Were RNNs All We Needed?
Maybe, at least parallelizable ones. But we forgot about many of them 😢
Authors: Leo Feng, Frederick Tung, Mohamed Osama Ahmed, Yoshua Bengio, Hossein Hajimirsadegh
Paper: https://arxiv.org/abs/2410.01201
The resurgence of recurrent networks continues. This time, it's back to the classics (RNN/LSTM/GRU), not the more recent Structured State Space Models (SSM), which are not equivalent to RNNs and belong to a simpler complexity class. (For more details, see this video).
RNNs have fundamental advantages in terms of memory requirements. They are linear O(n) (with respect to sequence length) during training and constant O(1) during inference. This is not the case for vanilla transformers with quadratic O(n2) and linear O(n) complexities, respectively.

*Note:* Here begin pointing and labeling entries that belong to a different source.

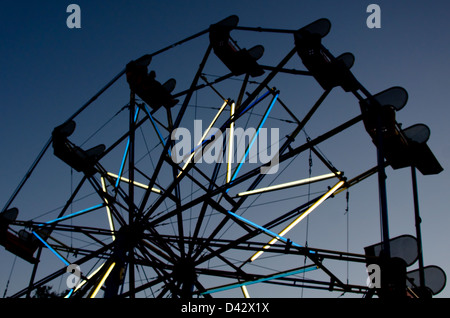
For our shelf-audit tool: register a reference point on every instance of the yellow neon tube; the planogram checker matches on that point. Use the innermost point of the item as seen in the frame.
(108, 211)
(299, 218)
(288, 184)
(138, 184)
(230, 145)
(204, 135)
(102, 281)
(88, 278)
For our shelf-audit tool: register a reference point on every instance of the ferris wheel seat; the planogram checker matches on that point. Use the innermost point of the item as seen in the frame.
(21, 245)
(148, 88)
(239, 61)
(77, 158)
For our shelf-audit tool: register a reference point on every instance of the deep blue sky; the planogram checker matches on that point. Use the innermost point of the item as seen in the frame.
(48, 71)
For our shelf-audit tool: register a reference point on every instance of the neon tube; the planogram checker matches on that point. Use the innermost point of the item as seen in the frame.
(288, 184)
(230, 144)
(254, 137)
(269, 232)
(245, 291)
(260, 280)
(89, 277)
(137, 184)
(108, 211)
(204, 136)
(300, 217)
(126, 152)
(52, 249)
(102, 281)
(74, 214)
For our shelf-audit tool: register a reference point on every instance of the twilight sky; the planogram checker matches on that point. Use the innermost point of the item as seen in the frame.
(48, 71)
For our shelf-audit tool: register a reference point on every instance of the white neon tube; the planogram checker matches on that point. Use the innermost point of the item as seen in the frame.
(230, 144)
(204, 135)
(108, 211)
(138, 184)
(288, 184)
(102, 281)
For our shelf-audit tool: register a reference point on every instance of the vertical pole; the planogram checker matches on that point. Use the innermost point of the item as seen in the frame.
(131, 189)
(418, 220)
(382, 187)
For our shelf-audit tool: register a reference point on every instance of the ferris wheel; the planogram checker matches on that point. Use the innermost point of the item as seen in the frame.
(171, 199)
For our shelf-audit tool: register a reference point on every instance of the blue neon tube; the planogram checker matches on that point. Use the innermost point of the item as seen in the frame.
(269, 232)
(74, 214)
(254, 138)
(126, 153)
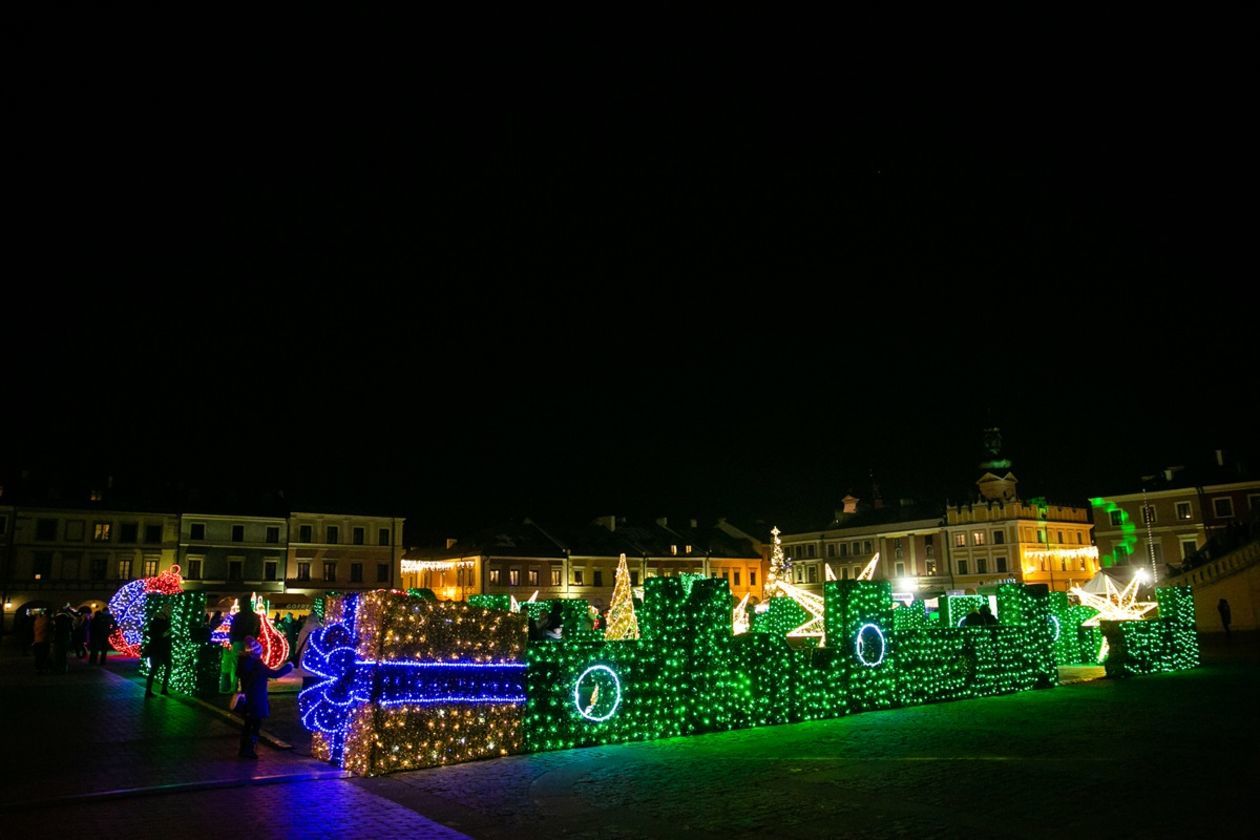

However, RNNs had one major drawback: training couldn't be parallelized. They were trained sequentially using backpropagation through time (BPTT), which made it extremely slow for long sequences. Here, transformers' parallelization capabilities, despite their shortcomings in complexity, provided a crucial advantage, enabling scalable training and leading to transformers' dominance over RNNs in almost every application.
Over the past few years, new works have addressed this limitation of RNNs, giving rise to models like LRU, Griffin, RWKV, Mamba 1 and 2, and others. I recently gave a talk about non-transformer architectures at Yerevan DataFest 2024; here are the slides.
This modern diversity of architectures can all be efficiently parallelized using the same algorithm—parallel prefix scan, also known as parallel prefix sum (reference).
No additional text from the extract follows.